The House Homeland Security Subcommittee on Oversight, Investigations and Management examines military base security and lessons learned from the 2009 terrorist attack at Fort Hood, Texas.
On November 5, 2009 a gunman killed 13 people and wounded 29 others on the base. Army psychiatrist Nidal Malik Hasan has been charged in the shooting.
The hearing looked at the breakdowns in various federal agencies that led to the attack at Fort Hood, as well as the U.S. Intelligence Community's ability to identify terrorist threats and share information in time to stop attacks before they occur.
"Accurate information was not shared between the Department of Defense, the Federal Bureau of Investigation and other agencies, which led to an incomplete picture and a less than robust investigation of someone who was, as his peers have referred to him, a ‘ticking time bomb,'" Subcommittee Chairman Michael McCaul (R-Texas) said of the attack.

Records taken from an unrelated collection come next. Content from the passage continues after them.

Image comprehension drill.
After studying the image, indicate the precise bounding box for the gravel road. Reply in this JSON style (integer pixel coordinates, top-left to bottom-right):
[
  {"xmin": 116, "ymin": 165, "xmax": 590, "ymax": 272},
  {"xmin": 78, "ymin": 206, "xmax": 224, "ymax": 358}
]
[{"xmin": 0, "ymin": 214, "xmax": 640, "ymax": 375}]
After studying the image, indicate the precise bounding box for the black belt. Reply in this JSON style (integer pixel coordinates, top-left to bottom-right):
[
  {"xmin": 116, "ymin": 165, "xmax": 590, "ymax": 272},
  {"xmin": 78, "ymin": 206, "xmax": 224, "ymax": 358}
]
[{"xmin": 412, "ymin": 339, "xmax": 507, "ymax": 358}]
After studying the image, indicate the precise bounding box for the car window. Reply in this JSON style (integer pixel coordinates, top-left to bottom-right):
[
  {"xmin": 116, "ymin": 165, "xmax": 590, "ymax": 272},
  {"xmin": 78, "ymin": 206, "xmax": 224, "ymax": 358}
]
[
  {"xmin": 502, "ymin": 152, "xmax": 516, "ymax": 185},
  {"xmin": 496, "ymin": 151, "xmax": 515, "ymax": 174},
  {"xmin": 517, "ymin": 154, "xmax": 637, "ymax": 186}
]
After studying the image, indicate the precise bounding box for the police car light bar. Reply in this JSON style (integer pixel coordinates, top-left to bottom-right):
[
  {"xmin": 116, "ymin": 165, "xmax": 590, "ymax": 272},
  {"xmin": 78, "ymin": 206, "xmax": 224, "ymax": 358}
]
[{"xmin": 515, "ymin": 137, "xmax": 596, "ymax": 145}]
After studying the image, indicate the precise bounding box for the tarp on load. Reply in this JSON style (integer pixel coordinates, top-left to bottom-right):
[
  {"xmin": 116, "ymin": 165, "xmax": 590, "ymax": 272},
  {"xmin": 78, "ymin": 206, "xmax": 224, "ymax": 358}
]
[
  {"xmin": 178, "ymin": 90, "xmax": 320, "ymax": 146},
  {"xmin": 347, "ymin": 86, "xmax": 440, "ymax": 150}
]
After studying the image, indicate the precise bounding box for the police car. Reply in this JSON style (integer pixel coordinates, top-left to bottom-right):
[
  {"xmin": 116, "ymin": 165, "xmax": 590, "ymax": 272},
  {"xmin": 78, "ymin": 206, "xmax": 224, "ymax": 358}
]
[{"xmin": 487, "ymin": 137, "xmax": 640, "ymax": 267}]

Witnesses included: Douglas Winter, deputy chairman and editor-in-chief, William Webster Commission; Irshad Manji, director, Moral Courage Project, Robert F. Wagner Graduate School of Public Service, New York University; Michael Leiter, former director, National Counterterrorism Center; and Kshemendra Paul, program manager, Information Sharing Environment, Office of Director of National Intelligence.